Ce qui est sûr, c’est qu’on a un exemple. Au Canada, depuis 2018, une réglementation a été trouvée. Dans un article de la revue The Weed, ce serait 15 milliards de dollars de recettes fiscales pour l’État et 150.000 emplois générés avec l’industrie du cannabis. On peut s’attendre à un effet proportionnellement similaire en France.
Feat-Y : Quelles revendications portez-vous pour une réglementation du CBD dans l’Hexagone ? Estimez-vous, à terme, qu’une légalisation du cannabis, dont le CBD est un dérivé, serait nécessaire ? Si oui, pour quelles raisons ?
M.C : La revendication du secteur professionnel serait d’avoir une concurrence loyale envers nos collègues européens, qu’ils soient d’Italie, de la Suisse, etc. Aujourd’hui, ce n’est pas le cas. Par exemple, la Suisse se voit financer l’industrie par son gouvernement. On vit dans un monde libéral. On fait partie de l’Europe. On est pénalisé par ce manque de structure et d’encadrement au niveau fiscal. Ce qui ne nous permet pas d’avoir des prix compétitifs par rapport aux autres. Néanmoins, on a un coût qui est celui que l’on connaît en France. On a une qualité qui celle qu’on a aussi. C’est pour ça qu’on essaye de mettre en place un label de qualité. C’est peut-être par là qu’on va faire la différence. Ce qu’on aimerait revendiquer, c’est le potentiel d’emplois, de chiffre d’affaires, le potentiel dans le secteur du bien-être que pourrait générer cette nouvelle industrie. Dans le monde actuel, post-Covid, dans un contexte d’inflation, je ne crois pas qu’on pourrait se passer d’une industrie de cette ampleur. On a besoin d’emplois, on a besoin de perspectives d’avenir et je pense que ce secteur pourra répondre à tout ça.

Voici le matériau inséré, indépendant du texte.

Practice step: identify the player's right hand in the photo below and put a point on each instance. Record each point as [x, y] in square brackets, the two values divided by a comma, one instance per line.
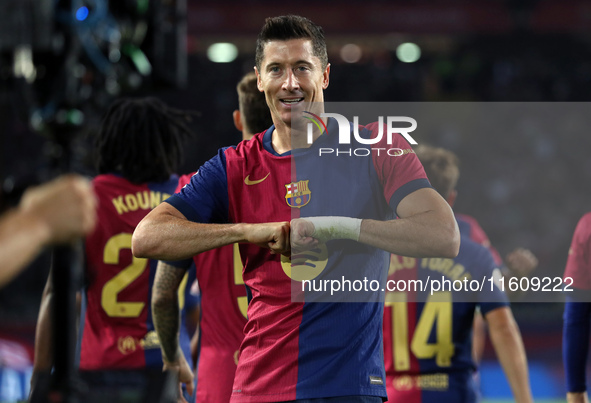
[66, 207]
[273, 235]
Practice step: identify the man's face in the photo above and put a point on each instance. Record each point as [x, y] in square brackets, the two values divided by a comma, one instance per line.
[291, 75]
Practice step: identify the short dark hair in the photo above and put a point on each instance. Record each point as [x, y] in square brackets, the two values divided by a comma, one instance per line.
[287, 27]
[441, 166]
[253, 106]
[141, 139]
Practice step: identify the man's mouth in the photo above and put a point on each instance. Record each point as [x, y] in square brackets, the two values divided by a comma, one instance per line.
[291, 101]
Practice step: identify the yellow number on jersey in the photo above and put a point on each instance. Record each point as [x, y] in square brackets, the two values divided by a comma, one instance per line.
[242, 301]
[123, 279]
[437, 311]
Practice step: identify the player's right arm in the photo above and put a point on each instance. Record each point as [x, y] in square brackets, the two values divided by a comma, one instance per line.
[166, 317]
[43, 360]
[506, 339]
[166, 234]
[195, 220]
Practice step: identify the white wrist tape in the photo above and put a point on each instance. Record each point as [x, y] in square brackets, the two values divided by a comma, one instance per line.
[327, 228]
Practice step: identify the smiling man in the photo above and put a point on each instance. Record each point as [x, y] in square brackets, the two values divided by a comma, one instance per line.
[294, 349]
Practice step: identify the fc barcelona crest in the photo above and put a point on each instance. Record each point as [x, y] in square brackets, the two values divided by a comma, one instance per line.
[298, 194]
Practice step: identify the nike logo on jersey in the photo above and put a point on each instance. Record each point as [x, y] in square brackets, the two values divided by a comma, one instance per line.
[254, 182]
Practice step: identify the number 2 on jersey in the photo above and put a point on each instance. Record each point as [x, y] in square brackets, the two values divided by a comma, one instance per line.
[123, 279]
[437, 311]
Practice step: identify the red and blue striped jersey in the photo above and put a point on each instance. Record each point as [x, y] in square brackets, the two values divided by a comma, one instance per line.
[578, 264]
[428, 325]
[117, 331]
[294, 348]
[223, 316]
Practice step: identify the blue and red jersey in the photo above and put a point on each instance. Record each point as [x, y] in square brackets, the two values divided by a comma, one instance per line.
[428, 333]
[297, 350]
[223, 316]
[578, 264]
[117, 331]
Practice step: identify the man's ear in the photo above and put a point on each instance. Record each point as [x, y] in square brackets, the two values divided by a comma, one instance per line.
[237, 120]
[259, 83]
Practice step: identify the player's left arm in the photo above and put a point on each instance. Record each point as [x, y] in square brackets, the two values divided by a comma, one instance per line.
[507, 342]
[426, 227]
[43, 360]
[166, 316]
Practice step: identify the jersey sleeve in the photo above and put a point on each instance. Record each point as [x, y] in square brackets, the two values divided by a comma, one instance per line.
[205, 198]
[578, 264]
[398, 168]
[491, 296]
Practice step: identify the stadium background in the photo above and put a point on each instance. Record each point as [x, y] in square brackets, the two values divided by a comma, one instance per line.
[480, 51]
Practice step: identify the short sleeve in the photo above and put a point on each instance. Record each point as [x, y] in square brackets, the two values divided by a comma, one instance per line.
[204, 198]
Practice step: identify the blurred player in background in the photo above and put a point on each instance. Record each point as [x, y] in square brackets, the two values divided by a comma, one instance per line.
[53, 213]
[138, 146]
[427, 342]
[577, 312]
[219, 274]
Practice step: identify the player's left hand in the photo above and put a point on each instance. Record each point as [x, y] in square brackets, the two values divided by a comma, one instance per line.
[301, 235]
[185, 376]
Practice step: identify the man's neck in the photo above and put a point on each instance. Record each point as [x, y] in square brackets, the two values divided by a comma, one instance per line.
[284, 138]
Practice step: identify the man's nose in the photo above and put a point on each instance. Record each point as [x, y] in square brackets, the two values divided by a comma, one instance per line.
[291, 81]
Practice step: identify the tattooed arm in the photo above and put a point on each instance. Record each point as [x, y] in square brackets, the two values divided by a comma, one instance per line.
[166, 316]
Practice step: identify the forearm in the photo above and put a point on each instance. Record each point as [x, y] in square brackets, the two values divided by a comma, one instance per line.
[427, 234]
[22, 237]
[167, 236]
[167, 322]
[506, 339]
[165, 309]
[44, 333]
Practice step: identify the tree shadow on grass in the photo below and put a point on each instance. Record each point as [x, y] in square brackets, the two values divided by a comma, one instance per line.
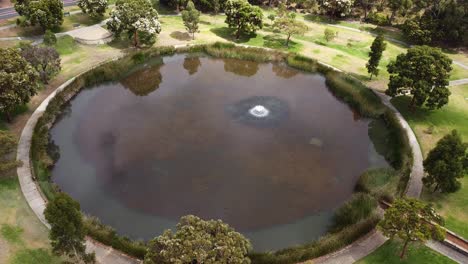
[229, 34]
[276, 41]
[182, 36]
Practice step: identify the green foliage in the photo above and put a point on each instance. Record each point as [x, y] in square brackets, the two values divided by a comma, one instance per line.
[108, 236]
[95, 8]
[377, 48]
[199, 241]
[360, 206]
[34, 256]
[191, 18]
[243, 17]
[48, 14]
[49, 38]
[11, 233]
[446, 163]
[65, 45]
[355, 94]
[67, 233]
[324, 245]
[381, 183]
[424, 72]
[137, 18]
[288, 25]
[411, 220]
[329, 34]
[7, 150]
[45, 60]
[417, 253]
[18, 81]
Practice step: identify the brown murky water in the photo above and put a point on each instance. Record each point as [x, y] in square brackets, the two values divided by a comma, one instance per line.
[176, 138]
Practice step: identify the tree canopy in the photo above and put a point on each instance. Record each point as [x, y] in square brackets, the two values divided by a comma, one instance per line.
[191, 18]
[67, 233]
[18, 81]
[243, 17]
[377, 48]
[95, 8]
[199, 241]
[137, 18]
[7, 150]
[410, 220]
[288, 25]
[423, 72]
[446, 163]
[48, 14]
[45, 60]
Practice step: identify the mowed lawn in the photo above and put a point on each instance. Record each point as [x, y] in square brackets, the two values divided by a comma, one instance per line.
[23, 238]
[429, 127]
[389, 253]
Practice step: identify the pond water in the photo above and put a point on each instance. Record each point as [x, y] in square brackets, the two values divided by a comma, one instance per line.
[266, 148]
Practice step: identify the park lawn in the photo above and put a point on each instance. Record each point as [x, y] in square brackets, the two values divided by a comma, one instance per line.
[23, 238]
[416, 253]
[429, 127]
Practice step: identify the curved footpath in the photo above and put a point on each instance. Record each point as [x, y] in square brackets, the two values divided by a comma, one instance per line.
[107, 255]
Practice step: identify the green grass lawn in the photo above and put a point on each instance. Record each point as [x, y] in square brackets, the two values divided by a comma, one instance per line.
[23, 238]
[416, 253]
[429, 127]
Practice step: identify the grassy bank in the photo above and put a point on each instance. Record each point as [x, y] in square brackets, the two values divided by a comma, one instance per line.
[429, 126]
[344, 87]
[417, 253]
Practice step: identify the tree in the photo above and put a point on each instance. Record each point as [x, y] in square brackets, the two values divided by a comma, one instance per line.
[49, 38]
[289, 26]
[45, 60]
[197, 241]
[366, 6]
[95, 8]
[191, 18]
[329, 34]
[397, 6]
[337, 8]
[446, 163]
[424, 72]
[67, 233]
[243, 17]
[18, 81]
[137, 18]
[377, 48]
[48, 14]
[410, 220]
[7, 150]
[216, 7]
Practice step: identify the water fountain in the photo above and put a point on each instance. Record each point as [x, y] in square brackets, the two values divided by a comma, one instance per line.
[259, 111]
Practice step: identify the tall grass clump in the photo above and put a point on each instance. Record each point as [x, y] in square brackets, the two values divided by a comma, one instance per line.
[324, 245]
[306, 64]
[355, 94]
[382, 183]
[108, 236]
[232, 51]
[359, 207]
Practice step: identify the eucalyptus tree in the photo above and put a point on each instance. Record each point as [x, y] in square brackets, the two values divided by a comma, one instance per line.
[137, 18]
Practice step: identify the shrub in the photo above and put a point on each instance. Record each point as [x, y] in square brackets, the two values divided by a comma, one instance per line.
[324, 245]
[49, 38]
[329, 34]
[378, 19]
[359, 207]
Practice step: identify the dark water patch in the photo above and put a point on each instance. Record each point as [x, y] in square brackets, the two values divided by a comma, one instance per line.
[160, 144]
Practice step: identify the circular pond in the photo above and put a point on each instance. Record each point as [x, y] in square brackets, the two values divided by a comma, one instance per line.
[266, 148]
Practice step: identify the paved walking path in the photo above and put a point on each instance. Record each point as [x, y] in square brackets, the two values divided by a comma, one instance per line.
[33, 196]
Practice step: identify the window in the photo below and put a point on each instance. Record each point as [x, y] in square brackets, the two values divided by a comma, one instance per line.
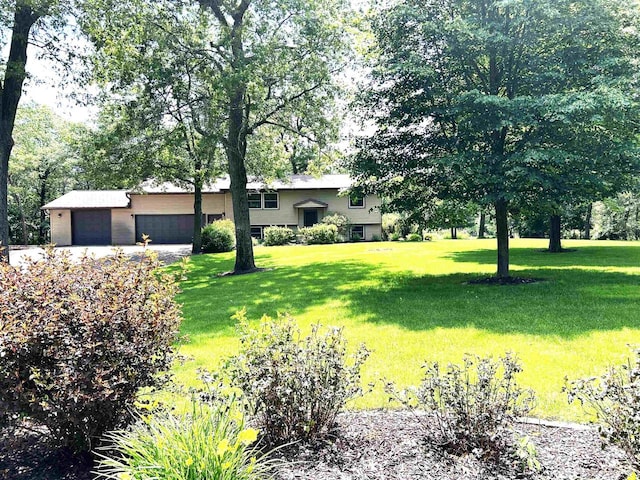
[270, 200]
[256, 232]
[356, 201]
[357, 232]
[255, 200]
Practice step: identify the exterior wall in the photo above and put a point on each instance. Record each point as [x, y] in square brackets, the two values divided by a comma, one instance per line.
[60, 221]
[287, 214]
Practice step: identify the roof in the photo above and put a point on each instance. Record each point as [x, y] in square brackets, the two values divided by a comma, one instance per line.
[90, 199]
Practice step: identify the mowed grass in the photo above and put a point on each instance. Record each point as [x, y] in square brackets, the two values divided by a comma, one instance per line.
[411, 303]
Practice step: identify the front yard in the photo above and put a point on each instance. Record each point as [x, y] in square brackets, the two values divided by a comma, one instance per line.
[410, 302]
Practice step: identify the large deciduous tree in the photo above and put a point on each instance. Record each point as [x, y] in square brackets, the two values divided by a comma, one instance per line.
[247, 69]
[492, 101]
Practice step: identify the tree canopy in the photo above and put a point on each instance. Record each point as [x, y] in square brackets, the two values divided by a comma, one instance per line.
[499, 102]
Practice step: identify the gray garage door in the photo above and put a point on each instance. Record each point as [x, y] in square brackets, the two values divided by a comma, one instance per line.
[91, 227]
[165, 228]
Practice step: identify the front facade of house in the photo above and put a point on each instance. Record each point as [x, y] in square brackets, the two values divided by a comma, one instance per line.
[165, 213]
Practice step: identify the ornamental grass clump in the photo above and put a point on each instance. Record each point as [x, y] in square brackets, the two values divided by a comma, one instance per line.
[295, 386]
[79, 338]
[212, 442]
[472, 406]
[614, 399]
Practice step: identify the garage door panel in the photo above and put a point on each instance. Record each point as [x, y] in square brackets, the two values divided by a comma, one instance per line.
[161, 229]
[91, 227]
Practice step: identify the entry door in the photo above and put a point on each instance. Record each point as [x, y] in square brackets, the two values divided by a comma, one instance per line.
[310, 217]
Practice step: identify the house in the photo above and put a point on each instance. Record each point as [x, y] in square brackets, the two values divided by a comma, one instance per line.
[165, 212]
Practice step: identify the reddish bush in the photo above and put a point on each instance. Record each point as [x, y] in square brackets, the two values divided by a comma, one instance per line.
[78, 339]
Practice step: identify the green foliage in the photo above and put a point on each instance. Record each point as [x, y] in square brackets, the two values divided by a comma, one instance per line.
[218, 236]
[614, 398]
[211, 443]
[278, 236]
[474, 405]
[80, 338]
[319, 234]
[295, 386]
[341, 222]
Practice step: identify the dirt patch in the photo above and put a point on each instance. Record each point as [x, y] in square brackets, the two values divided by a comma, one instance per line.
[372, 445]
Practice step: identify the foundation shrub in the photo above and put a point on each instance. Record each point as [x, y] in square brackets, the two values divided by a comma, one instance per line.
[78, 339]
[295, 386]
[319, 234]
[278, 236]
[218, 237]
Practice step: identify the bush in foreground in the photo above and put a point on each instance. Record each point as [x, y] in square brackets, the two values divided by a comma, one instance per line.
[210, 443]
[473, 406]
[78, 339]
[295, 386]
[218, 237]
[278, 236]
[320, 234]
[614, 398]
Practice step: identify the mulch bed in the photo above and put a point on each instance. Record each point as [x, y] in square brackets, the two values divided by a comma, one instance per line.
[368, 445]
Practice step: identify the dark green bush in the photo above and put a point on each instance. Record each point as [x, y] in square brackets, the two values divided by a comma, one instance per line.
[614, 398]
[78, 339]
[295, 386]
[319, 234]
[278, 236]
[473, 405]
[218, 237]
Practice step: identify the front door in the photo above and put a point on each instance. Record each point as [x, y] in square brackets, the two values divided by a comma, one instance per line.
[310, 217]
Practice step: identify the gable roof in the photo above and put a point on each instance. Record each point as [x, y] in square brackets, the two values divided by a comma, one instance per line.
[90, 199]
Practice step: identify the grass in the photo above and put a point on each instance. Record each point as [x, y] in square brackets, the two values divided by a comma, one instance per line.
[409, 302]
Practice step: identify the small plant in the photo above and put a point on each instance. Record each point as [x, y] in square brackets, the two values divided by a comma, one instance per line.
[218, 237]
[210, 443]
[78, 339]
[473, 406]
[295, 386]
[341, 222]
[614, 398]
[278, 236]
[319, 234]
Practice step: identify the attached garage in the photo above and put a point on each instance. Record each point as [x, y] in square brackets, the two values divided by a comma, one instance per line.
[163, 229]
[91, 227]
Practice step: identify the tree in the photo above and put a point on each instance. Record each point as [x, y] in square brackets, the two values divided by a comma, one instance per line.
[479, 99]
[256, 67]
[41, 168]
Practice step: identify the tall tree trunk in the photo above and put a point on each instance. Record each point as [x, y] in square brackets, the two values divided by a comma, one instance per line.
[555, 245]
[196, 246]
[236, 150]
[587, 222]
[502, 235]
[10, 93]
[482, 227]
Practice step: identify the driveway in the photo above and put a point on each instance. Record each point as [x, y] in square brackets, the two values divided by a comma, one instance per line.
[166, 253]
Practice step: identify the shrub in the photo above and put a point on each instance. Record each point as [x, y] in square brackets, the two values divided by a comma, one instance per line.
[614, 398]
[319, 234]
[341, 222]
[473, 405]
[278, 236]
[295, 386]
[78, 339]
[218, 236]
[210, 443]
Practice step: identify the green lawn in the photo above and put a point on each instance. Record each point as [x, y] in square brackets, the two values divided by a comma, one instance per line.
[409, 302]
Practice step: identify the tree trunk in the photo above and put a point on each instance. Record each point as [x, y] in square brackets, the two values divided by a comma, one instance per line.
[482, 227]
[10, 94]
[555, 245]
[502, 235]
[587, 222]
[196, 246]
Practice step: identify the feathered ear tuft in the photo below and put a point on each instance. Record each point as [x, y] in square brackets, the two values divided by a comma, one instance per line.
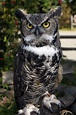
[56, 12]
[20, 14]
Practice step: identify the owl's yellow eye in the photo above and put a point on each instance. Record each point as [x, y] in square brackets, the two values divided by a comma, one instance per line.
[29, 26]
[46, 24]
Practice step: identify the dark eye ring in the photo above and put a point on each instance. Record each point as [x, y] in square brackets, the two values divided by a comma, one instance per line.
[46, 24]
[29, 26]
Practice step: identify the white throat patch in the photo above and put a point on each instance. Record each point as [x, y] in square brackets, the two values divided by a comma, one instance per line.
[45, 50]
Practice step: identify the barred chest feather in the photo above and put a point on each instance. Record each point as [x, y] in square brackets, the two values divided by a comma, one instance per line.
[38, 68]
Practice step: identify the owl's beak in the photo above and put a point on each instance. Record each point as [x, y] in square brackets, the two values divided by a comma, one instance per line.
[37, 32]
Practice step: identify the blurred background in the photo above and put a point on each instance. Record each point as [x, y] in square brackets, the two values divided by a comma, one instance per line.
[10, 39]
[9, 25]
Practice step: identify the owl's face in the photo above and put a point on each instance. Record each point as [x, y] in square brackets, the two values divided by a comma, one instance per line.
[39, 29]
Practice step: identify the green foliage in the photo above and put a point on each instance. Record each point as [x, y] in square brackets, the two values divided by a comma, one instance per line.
[9, 26]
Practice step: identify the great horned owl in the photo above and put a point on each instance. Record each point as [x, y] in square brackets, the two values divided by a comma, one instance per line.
[37, 61]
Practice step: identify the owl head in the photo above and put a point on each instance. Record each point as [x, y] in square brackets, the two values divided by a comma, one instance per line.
[39, 29]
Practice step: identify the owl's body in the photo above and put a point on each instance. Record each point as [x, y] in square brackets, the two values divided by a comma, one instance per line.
[38, 59]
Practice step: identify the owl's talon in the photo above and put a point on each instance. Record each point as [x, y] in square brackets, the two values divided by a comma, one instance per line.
[50, 101]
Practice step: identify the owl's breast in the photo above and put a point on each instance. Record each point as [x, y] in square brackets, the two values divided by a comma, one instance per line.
[47, 51]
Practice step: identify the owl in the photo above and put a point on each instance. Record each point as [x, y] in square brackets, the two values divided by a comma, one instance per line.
[37, 62]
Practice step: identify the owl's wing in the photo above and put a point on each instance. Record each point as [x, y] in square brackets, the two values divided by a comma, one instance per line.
[18, 82]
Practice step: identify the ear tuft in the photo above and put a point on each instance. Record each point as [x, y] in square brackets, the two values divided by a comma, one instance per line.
[56, 12]
[20, 14]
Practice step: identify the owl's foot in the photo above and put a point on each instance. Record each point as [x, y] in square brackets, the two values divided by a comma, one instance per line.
[52, 103]
[29, 109]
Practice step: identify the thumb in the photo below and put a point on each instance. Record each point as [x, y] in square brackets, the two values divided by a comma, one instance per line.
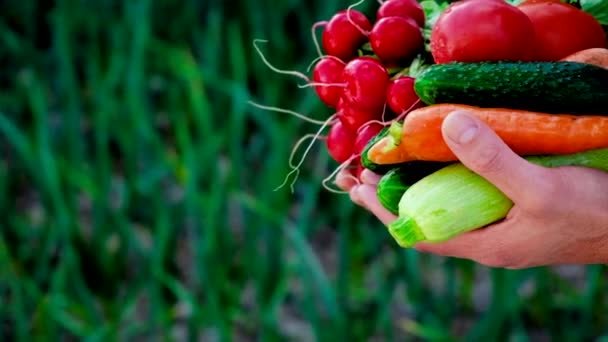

Pour répondre à votre autre question, je ne pense pas qu’une légalisation pure et simple de la détention de cannabis serait la solution. Je pense que continuer sur la voie, initiée il y a trois-quatre ans, sur la pédagogie autour du CBD, des molécules, du professionnalisme quant à l’utilisation, les préconisations, est la meilleure solution. Une dépénalisation, au sens large, ne réglerait pas grand-chose, en termes d’accoutumance, de problématiques liées à l’aspect psychologique du THC [Tétrahydrocannabinol, NDLR]. On sait que dans les produits illégaux, les teneurs en THC sont extrêmes. Je pense qu’une évolution du taux de THC vers 1% serait une solution. Après, il y a plusieurs types. En Allemagne, le côté thérapeutique a été dépénalisé. En pharmacie, on peut se fournir avec une prescription médicale. Je pense que c’est un sujet qui mérite d’être traité avec sérieux et je pense que la solution adoptée par la filière, qui est en train de se construire en France pour le CBD, est la bonne. Mais c’est un travail qui doit être fait en collaboration avec les professionnels, les syndicats et le gouvernement, pour potentiellement aboutir, un jour, à quelque chose pour la légalisation du cannabis. Mais c’est un sujet sérieux et à traiter avec précaution.